Flashes on the horizon caught Blancanales' attention. He focused on the southern horizon, saw red tracers stream from the distant sky. Dashes of red and orange tracers arced upward, then one more flash revealed the deck and superstructure of a freighter. The scene became as bright as midday as a magnesium flare floated down on a parachute.

The white light glinted off of the wings of a prop-plane.

"Oh, shit," Blancanales muttered. "Somebody screwed up." His hand-radio buzzed. Lyons' voice came on:

"What's going on?"

"Mucho problemas."

Like a jackhammer on steel, the sound of tracers raking the deck of the freighter banged alongside the yacht. Ricochets buzzed in all directions, some invisible, others searing red.

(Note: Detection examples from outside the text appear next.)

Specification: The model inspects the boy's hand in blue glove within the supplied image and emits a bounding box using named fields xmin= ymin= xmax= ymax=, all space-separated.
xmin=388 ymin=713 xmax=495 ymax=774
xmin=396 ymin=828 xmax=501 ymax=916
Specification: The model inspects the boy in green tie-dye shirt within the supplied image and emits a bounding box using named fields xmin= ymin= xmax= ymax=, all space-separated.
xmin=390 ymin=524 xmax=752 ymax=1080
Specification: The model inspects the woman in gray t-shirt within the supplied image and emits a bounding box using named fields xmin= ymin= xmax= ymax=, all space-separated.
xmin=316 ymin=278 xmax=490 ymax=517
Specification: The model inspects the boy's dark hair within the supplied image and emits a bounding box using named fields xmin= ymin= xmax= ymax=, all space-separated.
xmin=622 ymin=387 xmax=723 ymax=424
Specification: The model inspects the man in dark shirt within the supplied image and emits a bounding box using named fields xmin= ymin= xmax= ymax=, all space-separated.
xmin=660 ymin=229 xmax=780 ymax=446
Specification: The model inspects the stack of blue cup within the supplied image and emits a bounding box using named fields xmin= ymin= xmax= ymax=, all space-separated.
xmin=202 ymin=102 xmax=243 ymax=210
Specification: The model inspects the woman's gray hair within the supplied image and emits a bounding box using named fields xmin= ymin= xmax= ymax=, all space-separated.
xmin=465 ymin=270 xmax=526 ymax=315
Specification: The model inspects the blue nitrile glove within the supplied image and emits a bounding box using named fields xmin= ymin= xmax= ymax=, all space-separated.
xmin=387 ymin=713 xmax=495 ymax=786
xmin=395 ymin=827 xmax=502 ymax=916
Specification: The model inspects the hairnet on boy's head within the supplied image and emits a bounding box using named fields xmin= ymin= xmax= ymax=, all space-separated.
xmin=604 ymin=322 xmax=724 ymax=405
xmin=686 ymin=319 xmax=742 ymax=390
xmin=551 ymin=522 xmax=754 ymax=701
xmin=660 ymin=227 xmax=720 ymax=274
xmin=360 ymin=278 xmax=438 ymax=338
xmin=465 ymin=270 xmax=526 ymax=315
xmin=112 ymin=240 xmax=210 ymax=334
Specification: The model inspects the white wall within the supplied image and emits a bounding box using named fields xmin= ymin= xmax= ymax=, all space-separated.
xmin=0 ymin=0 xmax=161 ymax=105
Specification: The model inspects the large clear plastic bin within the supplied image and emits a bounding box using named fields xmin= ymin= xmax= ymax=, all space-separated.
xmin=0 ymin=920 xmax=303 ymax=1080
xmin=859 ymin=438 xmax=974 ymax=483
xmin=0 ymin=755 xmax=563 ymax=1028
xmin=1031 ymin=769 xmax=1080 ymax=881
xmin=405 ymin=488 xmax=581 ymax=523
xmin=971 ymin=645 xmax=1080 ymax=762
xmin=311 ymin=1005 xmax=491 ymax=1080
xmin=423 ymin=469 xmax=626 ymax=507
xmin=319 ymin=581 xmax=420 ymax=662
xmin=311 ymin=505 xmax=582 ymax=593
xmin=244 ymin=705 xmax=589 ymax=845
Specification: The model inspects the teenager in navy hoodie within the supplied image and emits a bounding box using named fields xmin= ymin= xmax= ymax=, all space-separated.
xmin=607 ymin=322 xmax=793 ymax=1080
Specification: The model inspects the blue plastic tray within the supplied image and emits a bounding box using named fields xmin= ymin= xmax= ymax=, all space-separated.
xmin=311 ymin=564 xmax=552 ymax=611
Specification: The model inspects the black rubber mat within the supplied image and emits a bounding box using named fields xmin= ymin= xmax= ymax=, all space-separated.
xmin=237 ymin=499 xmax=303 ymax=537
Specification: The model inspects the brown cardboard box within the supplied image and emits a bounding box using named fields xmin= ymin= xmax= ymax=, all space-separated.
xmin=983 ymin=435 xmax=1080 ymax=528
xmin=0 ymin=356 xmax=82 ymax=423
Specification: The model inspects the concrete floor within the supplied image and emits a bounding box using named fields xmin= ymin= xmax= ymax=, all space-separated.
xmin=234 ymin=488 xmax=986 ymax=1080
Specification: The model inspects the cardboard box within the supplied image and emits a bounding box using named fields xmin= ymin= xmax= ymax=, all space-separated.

Blancanales watched lines of tracers shoot from the silhouette of the helicopter above them. Then the gunner targeted the yacht.

A long burst ripped the length of Able Team's sailing vessel. Blancanales watched the curtain of red phosphorescent tracers pass within an arm's reach of him. The roar of the passing slugs was an unforgettable sound. The wooden mast he was hanging from bucked and shuddered with the impacts of slugs. His hand radio buzzed again. Lyons yelled: "Get out of there! That stuff passed so close it lit you up."

Scrambling down the mast's ladder, Blancanales did not stop to answer his comrade-in-arms. Only when his boots hit the deck did he key his hand-radio.

"I'm down. Where are the Mezas? We gotta get out of here!"

Shouting came from the deck of the looming freighter. Fifteen feet above where Lyons stood, he saw a man brace a weapon on the freighter's railing and fire at the helicopter. It was a belt-felt machine gun. Brass showered down on Lyons. He saw a line of tracers cross the fuselage of the helicopter.

The rotor-noise deafened Lyons as he ran to the rear to identify the freighter's boarding ramp. He crouched as the helicopter's door gunner sought out the machine gun on the freighter's deck. Tracers sparked in the shadows.

Xenon light revealed the machine gunner on deck. He lifted the heavy weapon and fired from the hip. Tracers crisscrossed. The xenon beam died as slugs slammed into the helicopter. Then the machine gunner died, a stream of tracers from the helicopter finding him and slamming him back against the railing. Lyons watched the slugs rip through the man's body, tracers blazing through him to punch into the yacht's deck. Burst after burst hit the dead man.

"We must board now," Flor called urgently to Lyons. She hurried up the ramp, a CAR-15 in one-hand, a satchel in the other. She had the collar of her jacket turned up. The copter was gone.

The boarding was hasty, uneventful. The business was accomplished wordlessly, in a silence blessedly rotor-free.